# Why did Mendelssohn flame out so fast?



## thaynecurrie (Apr 23, 2007)

I'm listening to the Scottish and Italian symphonies right now ... wow

I don't understand it. The first two movements of the Scottish symphony and the last movement of the Italian are simply breathtaking in my opinion. I had been told that he had finished these and the Hebrides Overture during his teens. Just to make sure I checked Wiki which implies the following:

Hebrides - 1830 (21)
Italian - 1833 (24)
Scottish - 1830-1842 (though was probably finished in the early 1830s?) (21-33)
Midsummer's Night Dream - 1826 (17)
I know he didn't live beyond age 38, but it appears that almost all of his important works premiered before his 25th birthday. 

Thoughts?


----------



## Manuel (Feb 1, 2007)

Well... he composed his violin concerto in e minor, probably his most well known work, when he was 35.
And Elijah was composed the year before his death.

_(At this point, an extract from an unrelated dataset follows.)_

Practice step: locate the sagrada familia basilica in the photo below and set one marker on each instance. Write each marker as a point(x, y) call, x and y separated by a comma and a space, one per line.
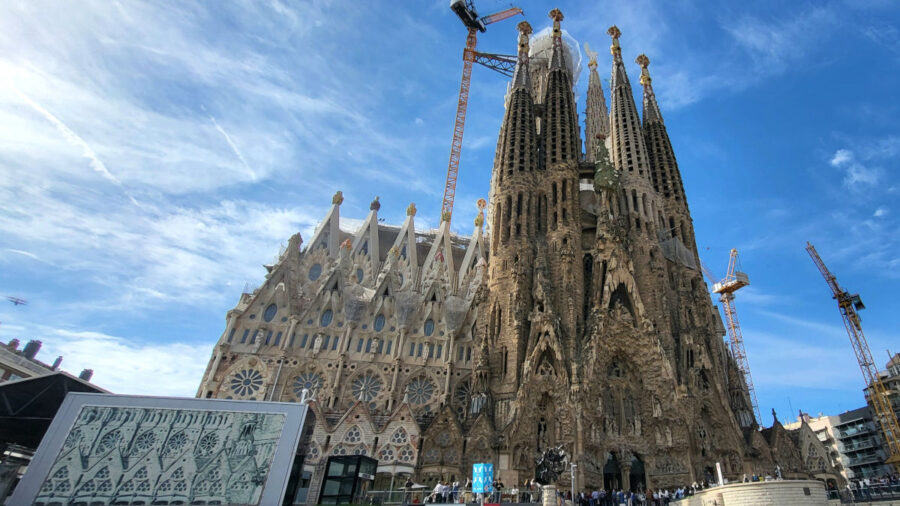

I think he spread high quality works through his whole composing career.


----------



## cato (Dec 2, 2006)

I had heard that he died in a mental ward, completly insane, is that true?

And is it true that he lost use of his good hand by using a device that he invented for hand workouts, only the device caused permenent damage to his hand? 

Just wondering.


----------



## Manuel (Feb 1, 2007)

cato said:


> I had heard that he died in a mental ward, completly insane, is that true?
> 
> And is it true that he lost use of his good hand by using a device that he invented for hand workouts, only the device caused permenent damage to his hand?
> 
> Just wondering.


That looks more like Schumann to me.


----------



## opus67 (Jan 30, 2007)

Check the other thread in the Chamber Music forum. Many of this famous chamber pieces were composed when he was still a teen. 

Definitely a great composer...one of my favourites. Most of his music, at least those that I have heard, have a joyful mood.


----------



## ChamberNut (Jan 30, 2007)

thaynecurrie said:


> I'm listening to the Scottish and Italian symphonies right now ... wow
> 
> I don't understand it. The first two movements of the Scottish symphony and the last movement of the Italian are simply breathtaking in my opinion. I had been told that he had finished these and the Hebrides Overture during his teens. Just to make sure I checked Wiki which implies the following:
> 
> ...


Thayne, check out Mendelssohn's other symphonies, they are pretty good. Especially Symphony No. 5 "Reformation", Op. 107.

And definitely check out the Octet for strings, Op. 20


----------



## ChamberNut (Jan 30, 2007)

Cato, I believe Manuel is right. 

Pretty sure you've mistaken Mendelssohn for Schumann. Schumann was the one who died in an asylum.


----------



## Amade Van Haydn (May 12, 2007)

Hi, Thaynecurrie!

It's true that Mendelssohn composed more and did more stylistic experiments when he was young (a teenager or a bit older). IMO he reached his "top-level" at the age of eighteen and didn't develop further in the quality of his music (in opposite to Mozart).
Also the quantity of his comositions decreased. But Mendelssohn had much to do with journeys, conducting, rediscovering Bach and raising children...
With all his activities it's a wonder that he didn't get a burn-out...

Regards,
AVH.


----------



## cato (Dec 2, 2006)

Yes, you guys are right, it was Schumann, not Mendelssohn.  

Oppps!  

My mistake.  (I feel like an idiot.)


----------



## Guest (May 30, 2007)

*
CATO*
His final years were not happy ones, he suffered from depression after the death of "Fanny" his sister, then had a stroke, which killed him. perhaps this is what you were thinking of.


----------